Senin, 11 Agustus 2025
Beranda / Berita / Aceh / Jangkar Kopi, Tempat Para Penyintas TPPO Menambatkan Harapan

Jangkar Kopi, Tempat Para Penyintas TPPO Menambatkan Harapan

Senin, 11 Agustus 2025 13:00 WIB

Font: Ukuran: - +

Reporter : Naufal Habibi

Jangkar Kopi, sebuah warung kopi yang berada di Kajhu, Aceh Besar. [Foto: Naufal Habibi/dialeksis.com]


DIALEKSIS.COM | Banda Aceh - Jangkar Kopi, sebuah warung kopi yang berada di Kajhu, Aceh Besar. Ini merupakan unit usaha yang didirikan oleh Lembaga Sumatera Environmental Initiative (SEI) pada November 2024 yang didukung oleh IOM melalui program reintegrasi untuk korban TPPO.

Namun ini bukan sekadar warung kopi biasa.

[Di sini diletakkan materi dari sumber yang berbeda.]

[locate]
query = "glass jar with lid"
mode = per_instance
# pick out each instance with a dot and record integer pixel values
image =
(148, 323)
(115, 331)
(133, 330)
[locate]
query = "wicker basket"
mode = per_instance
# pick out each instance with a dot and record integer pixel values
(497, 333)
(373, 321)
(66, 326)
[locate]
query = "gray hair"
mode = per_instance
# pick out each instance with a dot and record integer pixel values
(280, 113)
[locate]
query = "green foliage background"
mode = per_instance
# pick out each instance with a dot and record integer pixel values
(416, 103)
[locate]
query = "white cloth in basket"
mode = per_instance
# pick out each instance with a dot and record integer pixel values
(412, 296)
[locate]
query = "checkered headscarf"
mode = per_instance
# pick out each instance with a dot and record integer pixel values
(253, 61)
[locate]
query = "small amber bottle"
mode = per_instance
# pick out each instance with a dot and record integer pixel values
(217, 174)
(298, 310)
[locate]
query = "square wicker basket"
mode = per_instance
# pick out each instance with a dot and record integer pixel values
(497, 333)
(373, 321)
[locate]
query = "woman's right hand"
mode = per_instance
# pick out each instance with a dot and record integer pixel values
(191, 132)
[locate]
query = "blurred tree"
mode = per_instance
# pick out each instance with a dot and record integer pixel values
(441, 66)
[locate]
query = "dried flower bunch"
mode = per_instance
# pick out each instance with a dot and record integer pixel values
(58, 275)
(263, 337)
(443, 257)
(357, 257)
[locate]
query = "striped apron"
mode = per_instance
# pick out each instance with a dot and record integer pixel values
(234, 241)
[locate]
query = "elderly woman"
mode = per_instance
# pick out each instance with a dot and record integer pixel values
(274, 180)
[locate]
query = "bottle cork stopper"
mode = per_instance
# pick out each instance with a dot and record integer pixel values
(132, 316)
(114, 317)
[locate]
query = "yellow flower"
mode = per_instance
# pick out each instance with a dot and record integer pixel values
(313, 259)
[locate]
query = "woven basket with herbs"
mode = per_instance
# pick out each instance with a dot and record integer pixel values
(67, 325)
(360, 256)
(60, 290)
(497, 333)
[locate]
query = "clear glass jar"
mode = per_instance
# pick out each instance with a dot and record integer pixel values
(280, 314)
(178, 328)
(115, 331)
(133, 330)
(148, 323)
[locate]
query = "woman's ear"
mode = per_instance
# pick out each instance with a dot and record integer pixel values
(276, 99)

Di sinilah para mantan Anak Buah Kapal (ABK) korban Tindak Pidana Perdagangan Orang (TPPO) menemukan tempat berlabuh setelah bertahun-tahun terombang-ambing di gelombang eksploitasi.

Mereka pernah bekerja di kapal asing, dipaksa bekerja tanpa upah layak, diperlakukan layaknya budak modern. Ironisnya, meski laporan telah disampaikan, banyak kasus mereka kandas di meja aparat penegak hukum.

Crisna Akbar, Peneliti Kebijakan SEI, menyebut Jangkar Kopi lahir dari kebutuhan mendesak untuk memberikan napas panjang bagi advokasi para penyintas.

 “Unit usaha untuk kawan-kawan penyintas ini kami buat sebagai salah satu upaya memperpanjang nafas advokasi terkait kasus-kasus yang sedang kami dampingi. Mulai dari pelaporan di kepolisian, sampai prosesnya yang sudah berjalan kurang lebih dua tahun. Tempat ini juga menjadi ruang berkumpul bagi mereka,” ujarnya kepada wartawan dialeksis.com, Senin (11/8/2025).

Warung kopi ini bukan hanya tempat menjual minuman, tetapi juga ruang aman bagi para penyintas untuk saling berbagi pengalaman dan merumuskan kebutuhan bersama.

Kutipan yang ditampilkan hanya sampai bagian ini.